HDF5 Data Model, File Format and Library – HDF5 1.6
This document defines HDF5, a data model, file format and I/O library designed for storing, exchanging, managing and archiving complex data including scientific, engineering, and remote sensing data.
The HDF TWG, with concurrence from the SPG, recommends that NASA endorse HDF 5 as a recommended standard for NASA Earth Science Data Systems.
ESDS-RFC-007 Technical Working Group Final Report
The ESDS-RFC-007 Technical Working Group (TWG) has conducted a review of ESDS-RFC-007, Hierarchical Data Format version 5 (HDF5) with the following conclusion:
That the Standards Process Group should endorse ESDS-RFC-007 (HDF5) as a Recommended Standard.
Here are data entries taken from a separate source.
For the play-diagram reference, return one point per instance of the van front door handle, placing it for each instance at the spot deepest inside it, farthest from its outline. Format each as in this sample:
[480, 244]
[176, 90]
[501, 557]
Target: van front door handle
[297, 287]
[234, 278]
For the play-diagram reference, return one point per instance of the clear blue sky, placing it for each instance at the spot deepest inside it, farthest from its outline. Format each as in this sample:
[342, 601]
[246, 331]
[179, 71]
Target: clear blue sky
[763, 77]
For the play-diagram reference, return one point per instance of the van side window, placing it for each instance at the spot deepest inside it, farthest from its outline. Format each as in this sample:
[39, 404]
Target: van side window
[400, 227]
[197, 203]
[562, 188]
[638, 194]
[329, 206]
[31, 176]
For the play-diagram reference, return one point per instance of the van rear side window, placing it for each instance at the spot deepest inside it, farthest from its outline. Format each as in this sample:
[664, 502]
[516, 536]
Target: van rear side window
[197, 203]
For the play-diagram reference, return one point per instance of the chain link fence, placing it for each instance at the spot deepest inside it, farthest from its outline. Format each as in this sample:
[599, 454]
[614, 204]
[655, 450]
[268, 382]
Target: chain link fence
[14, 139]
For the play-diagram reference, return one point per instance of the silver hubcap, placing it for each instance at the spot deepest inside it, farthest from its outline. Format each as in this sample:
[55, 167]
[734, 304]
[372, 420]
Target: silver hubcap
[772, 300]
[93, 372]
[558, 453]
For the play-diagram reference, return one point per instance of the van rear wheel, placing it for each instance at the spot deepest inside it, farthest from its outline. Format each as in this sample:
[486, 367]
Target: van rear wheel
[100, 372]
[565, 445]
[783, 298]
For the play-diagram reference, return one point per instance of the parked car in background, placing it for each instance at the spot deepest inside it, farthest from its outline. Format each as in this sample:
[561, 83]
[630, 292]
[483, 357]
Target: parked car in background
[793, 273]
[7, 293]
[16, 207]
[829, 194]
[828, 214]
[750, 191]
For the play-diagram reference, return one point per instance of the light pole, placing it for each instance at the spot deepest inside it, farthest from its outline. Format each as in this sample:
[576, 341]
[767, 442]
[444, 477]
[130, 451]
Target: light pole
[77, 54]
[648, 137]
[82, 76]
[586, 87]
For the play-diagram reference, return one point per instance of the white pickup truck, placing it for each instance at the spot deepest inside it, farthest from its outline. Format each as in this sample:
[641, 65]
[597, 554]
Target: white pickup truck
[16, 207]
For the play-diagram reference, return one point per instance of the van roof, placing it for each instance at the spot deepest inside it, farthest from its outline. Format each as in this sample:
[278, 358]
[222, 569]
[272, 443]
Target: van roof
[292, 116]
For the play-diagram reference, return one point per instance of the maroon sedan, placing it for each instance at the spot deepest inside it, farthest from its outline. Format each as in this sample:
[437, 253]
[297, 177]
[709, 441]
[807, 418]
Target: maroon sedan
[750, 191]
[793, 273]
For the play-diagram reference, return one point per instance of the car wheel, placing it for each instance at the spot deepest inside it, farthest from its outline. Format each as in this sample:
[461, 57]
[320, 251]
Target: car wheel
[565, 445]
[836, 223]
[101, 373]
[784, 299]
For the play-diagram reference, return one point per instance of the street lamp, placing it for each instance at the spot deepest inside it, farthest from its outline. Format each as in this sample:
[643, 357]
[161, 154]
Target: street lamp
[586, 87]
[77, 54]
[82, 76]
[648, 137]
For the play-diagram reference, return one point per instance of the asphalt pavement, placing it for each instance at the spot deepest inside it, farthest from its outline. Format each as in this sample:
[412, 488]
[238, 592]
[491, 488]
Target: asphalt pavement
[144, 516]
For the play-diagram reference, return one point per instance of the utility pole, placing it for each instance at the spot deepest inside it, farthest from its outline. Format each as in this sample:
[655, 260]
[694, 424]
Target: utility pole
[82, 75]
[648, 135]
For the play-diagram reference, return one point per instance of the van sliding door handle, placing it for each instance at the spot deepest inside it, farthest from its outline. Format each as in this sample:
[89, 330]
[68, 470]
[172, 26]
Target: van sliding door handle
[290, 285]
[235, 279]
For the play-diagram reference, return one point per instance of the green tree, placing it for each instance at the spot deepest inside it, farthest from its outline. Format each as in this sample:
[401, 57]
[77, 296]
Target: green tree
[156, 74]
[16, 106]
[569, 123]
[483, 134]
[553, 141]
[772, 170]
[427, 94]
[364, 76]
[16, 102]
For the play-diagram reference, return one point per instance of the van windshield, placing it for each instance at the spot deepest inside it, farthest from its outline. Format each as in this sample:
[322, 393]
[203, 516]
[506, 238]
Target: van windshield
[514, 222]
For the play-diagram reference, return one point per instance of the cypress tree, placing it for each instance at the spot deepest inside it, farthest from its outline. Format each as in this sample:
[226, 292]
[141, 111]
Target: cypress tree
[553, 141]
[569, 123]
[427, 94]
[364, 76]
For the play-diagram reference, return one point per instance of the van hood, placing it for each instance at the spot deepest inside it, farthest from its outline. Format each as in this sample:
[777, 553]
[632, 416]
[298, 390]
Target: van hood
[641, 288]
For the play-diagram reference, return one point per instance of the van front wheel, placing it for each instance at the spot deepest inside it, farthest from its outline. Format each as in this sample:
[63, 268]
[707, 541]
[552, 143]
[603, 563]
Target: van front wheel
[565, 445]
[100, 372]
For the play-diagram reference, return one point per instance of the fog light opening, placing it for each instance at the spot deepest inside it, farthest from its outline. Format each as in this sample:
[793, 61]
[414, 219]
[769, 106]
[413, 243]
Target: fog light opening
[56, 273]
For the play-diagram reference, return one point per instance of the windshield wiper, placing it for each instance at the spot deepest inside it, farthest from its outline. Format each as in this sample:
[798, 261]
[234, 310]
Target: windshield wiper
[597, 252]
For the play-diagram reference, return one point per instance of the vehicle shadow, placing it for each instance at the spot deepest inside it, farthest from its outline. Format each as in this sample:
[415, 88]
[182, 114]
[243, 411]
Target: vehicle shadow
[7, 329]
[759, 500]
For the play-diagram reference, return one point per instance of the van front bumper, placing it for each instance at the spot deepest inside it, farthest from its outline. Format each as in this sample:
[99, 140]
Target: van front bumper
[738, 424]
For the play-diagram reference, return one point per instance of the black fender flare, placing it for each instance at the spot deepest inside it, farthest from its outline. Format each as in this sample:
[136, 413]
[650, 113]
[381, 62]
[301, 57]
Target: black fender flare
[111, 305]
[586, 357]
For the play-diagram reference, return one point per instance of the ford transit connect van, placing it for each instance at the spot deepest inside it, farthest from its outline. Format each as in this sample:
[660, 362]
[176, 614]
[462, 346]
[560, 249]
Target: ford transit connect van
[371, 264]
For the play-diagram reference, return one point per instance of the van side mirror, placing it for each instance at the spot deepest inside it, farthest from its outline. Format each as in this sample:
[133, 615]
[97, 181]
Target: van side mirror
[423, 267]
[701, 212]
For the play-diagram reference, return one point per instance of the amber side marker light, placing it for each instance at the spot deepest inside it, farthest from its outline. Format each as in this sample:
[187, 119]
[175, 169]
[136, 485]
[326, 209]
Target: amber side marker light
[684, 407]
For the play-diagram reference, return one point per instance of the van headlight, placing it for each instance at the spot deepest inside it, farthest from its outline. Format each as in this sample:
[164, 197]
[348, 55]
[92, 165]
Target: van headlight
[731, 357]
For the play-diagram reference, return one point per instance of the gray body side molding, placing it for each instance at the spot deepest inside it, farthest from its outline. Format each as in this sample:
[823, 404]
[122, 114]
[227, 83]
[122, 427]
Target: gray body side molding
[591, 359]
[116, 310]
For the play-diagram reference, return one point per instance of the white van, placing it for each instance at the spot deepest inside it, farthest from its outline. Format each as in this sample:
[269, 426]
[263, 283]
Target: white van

The TWG bases its recommendation on an analysis of the following factors in a NASA context:
Strengths: HDF and HDF-EOS data formats, software libraries and application programming interfaces (APIs), have been widely used for NASA earth observation mission data for many years. The latest version of HDF, HDF5 is the current or planned data format for missions including OCO and NPOESS, totaling many 10s of terabytes of data. Users cite many strengths, including:
Widespread planned use for NASA Earth science data.
Data users read only the data that they need, not the whole file. Data producers can put images, tables, multidimensional arrays, etc into the same file.
Users do not need to be concerned with the platform in which the data are produced.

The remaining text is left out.